Dance the night away in a wave of wigs or that guy dressed as a Christmas tree. (overachiever)





Whatever you dress up as next year, head to Montrose and Westheimer and do the crawl.





By two a.m. you’ll have an aching pain for some food. Guess what? Katz is around the corner. Order fried pickles; sober up with sexy cop, psycho killer Ronald McDonalds, George Washington and a scurvy pirate.


Hallow's Eve......and Dinosaurs?



This night is made for those who can appreciate the concept of dressing up as an art form; as a legitimate way to express creativity. This event has little room for the individual who is too cool to try out a new identity; so what if you’re that guy riding a blow up Frankenstein all night.

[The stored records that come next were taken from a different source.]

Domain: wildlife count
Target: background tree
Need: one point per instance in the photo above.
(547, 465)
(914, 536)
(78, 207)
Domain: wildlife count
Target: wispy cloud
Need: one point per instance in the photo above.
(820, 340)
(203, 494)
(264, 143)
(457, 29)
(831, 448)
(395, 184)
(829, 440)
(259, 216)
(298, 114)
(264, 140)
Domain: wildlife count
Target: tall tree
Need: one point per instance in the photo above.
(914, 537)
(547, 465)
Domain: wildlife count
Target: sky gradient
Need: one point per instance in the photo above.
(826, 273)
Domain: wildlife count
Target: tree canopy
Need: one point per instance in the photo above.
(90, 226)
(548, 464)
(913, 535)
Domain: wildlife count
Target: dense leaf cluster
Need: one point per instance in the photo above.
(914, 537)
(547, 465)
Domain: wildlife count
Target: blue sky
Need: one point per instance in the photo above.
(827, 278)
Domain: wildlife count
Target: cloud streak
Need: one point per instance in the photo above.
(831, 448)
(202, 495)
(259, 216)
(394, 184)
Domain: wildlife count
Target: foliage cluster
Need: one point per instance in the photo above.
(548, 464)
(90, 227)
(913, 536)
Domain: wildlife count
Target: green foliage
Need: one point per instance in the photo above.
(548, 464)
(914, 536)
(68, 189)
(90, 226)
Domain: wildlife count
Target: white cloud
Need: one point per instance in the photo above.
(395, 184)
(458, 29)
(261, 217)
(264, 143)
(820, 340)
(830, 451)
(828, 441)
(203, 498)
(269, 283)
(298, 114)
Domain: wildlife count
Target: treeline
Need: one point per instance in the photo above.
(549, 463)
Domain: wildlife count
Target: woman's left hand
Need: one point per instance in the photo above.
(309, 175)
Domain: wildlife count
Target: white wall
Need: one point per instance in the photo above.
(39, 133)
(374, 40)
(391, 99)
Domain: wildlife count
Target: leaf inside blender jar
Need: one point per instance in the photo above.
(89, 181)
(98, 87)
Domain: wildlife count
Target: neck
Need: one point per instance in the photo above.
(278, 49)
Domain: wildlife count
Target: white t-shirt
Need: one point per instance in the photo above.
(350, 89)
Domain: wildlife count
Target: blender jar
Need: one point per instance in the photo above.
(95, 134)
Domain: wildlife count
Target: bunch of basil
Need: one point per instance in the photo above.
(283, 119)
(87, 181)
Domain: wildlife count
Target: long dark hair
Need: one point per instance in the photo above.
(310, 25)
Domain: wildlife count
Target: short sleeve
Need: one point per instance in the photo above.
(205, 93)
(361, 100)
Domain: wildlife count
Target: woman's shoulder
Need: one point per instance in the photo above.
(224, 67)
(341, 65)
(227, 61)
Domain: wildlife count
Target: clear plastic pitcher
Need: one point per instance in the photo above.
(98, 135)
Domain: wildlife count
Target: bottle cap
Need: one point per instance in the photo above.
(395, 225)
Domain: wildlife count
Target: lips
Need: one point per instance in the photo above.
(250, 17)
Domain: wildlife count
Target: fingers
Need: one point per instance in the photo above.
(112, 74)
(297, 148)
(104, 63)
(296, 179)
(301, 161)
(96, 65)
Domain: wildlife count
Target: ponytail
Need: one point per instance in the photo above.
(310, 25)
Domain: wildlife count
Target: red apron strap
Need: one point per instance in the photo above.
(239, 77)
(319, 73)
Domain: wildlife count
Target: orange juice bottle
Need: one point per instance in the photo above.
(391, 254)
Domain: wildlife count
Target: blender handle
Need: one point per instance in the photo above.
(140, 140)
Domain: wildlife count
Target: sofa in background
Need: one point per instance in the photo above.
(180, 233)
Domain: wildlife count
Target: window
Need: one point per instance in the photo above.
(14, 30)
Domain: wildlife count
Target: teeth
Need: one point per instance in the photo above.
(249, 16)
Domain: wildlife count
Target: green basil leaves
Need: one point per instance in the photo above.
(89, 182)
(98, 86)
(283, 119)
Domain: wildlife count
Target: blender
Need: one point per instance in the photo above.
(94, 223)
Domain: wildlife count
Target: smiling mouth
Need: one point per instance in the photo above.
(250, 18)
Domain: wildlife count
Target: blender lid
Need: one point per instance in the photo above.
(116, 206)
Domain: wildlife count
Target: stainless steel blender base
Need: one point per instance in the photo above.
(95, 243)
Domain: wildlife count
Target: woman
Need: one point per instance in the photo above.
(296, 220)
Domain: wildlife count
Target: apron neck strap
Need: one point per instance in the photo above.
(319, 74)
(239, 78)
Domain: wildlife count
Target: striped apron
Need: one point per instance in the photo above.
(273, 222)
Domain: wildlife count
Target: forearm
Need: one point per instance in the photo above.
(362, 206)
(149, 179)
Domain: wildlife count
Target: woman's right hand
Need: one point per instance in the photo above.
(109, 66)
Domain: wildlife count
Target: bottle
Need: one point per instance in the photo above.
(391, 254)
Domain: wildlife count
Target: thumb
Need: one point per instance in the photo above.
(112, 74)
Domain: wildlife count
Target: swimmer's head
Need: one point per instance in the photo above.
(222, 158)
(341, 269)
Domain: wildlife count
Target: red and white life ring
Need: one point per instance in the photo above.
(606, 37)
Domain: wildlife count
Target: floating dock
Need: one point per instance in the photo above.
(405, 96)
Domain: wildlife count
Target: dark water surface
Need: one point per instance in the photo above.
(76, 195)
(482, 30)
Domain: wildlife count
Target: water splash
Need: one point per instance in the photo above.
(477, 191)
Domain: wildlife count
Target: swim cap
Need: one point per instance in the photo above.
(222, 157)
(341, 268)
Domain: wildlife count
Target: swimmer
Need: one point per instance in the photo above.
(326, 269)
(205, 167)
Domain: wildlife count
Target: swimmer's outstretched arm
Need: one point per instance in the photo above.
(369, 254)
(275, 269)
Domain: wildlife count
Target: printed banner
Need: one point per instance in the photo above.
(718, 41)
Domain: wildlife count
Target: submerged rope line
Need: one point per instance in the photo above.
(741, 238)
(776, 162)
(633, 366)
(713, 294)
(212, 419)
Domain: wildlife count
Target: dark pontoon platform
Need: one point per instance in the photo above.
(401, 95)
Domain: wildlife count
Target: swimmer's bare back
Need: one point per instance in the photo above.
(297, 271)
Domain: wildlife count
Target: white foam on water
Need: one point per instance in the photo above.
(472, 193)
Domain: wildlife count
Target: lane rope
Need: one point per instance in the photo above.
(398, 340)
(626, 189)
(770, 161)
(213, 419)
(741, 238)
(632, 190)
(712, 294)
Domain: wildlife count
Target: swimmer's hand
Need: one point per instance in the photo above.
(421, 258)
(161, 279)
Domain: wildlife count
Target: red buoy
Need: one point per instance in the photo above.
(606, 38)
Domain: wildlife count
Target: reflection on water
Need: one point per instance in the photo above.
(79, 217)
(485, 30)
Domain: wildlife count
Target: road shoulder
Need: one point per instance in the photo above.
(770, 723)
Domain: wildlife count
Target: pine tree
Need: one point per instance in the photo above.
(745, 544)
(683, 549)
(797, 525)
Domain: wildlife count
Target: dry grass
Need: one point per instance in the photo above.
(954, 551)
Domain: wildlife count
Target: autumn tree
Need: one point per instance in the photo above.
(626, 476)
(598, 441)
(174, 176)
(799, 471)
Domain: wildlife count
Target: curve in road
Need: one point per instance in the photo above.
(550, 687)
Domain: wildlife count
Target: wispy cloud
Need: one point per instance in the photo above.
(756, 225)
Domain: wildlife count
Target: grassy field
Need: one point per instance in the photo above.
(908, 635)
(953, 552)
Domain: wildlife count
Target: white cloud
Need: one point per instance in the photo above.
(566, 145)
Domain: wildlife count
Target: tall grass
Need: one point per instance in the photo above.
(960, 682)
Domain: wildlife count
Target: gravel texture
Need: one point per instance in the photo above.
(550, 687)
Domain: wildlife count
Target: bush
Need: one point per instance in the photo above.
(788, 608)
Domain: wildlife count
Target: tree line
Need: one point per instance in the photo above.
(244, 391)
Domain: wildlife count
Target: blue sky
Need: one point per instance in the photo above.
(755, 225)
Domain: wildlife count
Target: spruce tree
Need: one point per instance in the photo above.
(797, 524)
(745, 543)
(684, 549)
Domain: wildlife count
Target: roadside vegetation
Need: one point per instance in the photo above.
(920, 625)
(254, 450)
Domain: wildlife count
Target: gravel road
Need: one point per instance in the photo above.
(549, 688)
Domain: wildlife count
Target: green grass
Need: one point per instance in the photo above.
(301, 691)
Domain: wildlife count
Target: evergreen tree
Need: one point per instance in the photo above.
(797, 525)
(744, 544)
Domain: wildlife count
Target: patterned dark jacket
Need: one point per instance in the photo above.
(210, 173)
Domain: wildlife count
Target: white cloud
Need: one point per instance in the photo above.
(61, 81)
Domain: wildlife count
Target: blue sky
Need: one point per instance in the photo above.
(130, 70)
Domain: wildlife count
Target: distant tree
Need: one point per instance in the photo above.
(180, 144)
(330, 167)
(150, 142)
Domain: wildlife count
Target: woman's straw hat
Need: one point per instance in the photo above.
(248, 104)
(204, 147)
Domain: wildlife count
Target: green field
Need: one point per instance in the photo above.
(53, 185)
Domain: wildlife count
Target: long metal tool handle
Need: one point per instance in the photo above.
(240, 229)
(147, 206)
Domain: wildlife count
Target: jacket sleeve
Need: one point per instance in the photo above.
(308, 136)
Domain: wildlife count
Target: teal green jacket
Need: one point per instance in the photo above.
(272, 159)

This is the annual Spirits and Skeletons Halloween Mixer at Houston’s Museum of Natural Science.




Costumes ranged from the expensive popular Master Chief with lighted helmet and gun to the homemade bacon costume consisting of brown butcher paper.

Have a drink and admire the ubiquitous flow of visually stimulating and comically paradoxical mixing of characters all while surrounded by nature’s ancient remnants. Don’t forget a splash of 80s well played by Molly and the Ringwalds.




This is the formula for a night well spent.

Take advantage of a holiday where it isn’t faux pas to stare at people.






Watch out for the tarot card readers. You really will hear the following: “you will go on a short trip” and maybe you’ll get a more specific reply such as, “you will have 3 (yes, 3) children.” Too be so lucky.

Interviewing the band’s idea of this Hallow’s Eve sport, I gathered that playing on the floor as opposed to a stage makes for some stressful music making. Good thing that Molly and the Ringwalds are more than accommodating with their sweet, sweet melodies sang and played without any noticeable fear of being rammed or felled on by a guy in a giant bunny costume.

Now that’s a mosh pit gone all sorts of awesome; giant bunny rabbit rams his fur into Master Chief while bacon woman gets trampled and a Storm Trooper crowd surfs.




Note to self: mosh pit equals the potential for fantastically entertaining memories.

Next year’s Spirits and Skeletons is already on my calendar. Hope to see you and be good to the Molly and the Ringwalds; they’re cool, collected and catchy.

Tuesday, October 27, 2009

Don't Snub this Pub

It is a beautiful Saturday afternoon and it seems as if a night staying in is in the works. Soon after I prophesy the night’s thrilling outcome, I get a text from my sister in law, Kelly.
“Thinking about going to Boondoggles. Open to suggestions.”

We pull ourselves out of the staying in mode and head towards the Kemah area. We pull a right off of Nasa Road One. Time for beer.

Boondoggles serves beer. Lots of it. I try my one liner on the waitress, “What drink off your menu do you serve here that would bring a customer back?” Her answer, “Beer.”

The drink menu is all beer. The waitress’ straight and narrow comment amuses me. Beer indeed. She leaves me with the freedom to decide and I choose the Ace Pear Cider. She assures me that I made a good choice. Sip. Bubbly. Sip. A bit on the sweet side. Gulp. It is a beer disguised as a children’s drink. Sip. Put it in a box with a plastic straw.

Amidst plenty of highly provocative banter (a.k.a. talking about the sibling not present) I have another large glass of Ace Pear before I moved on to a pretentious beer that travels in a bottle the girth of a baseball bat (that’s right, I said girth). The pretentiousness continues. (It seeps into the conversation) The beer must be goblet bound before I can correctly taste its yeasty and slightly bitter goodness. Duval is the name. I drink the light amber liquid inquisitively at first. The transition between a subtly sweet Ace Pear to this manpower show of a drink confuses my taste buds. My brain has difficulty deciding whether to stick my pinky out and sip or gulp and fist grip the goblet. I end up sipping it with a two handed grip, both pinky’s out.

Boondoggles, I will be back. There are more beers to traverse in your warm pub atmosphere. Did I forget to mention the fireplace, pizza oven and hors d’ oeuvres that nicely coincide as a salty sidekick for your choice of beer?

Make the turn on Nasa Road One. Start a weekend night with your friends (if you call relatives friends) with a beer or two at Boondoggles. Thanks for the invite Kelly.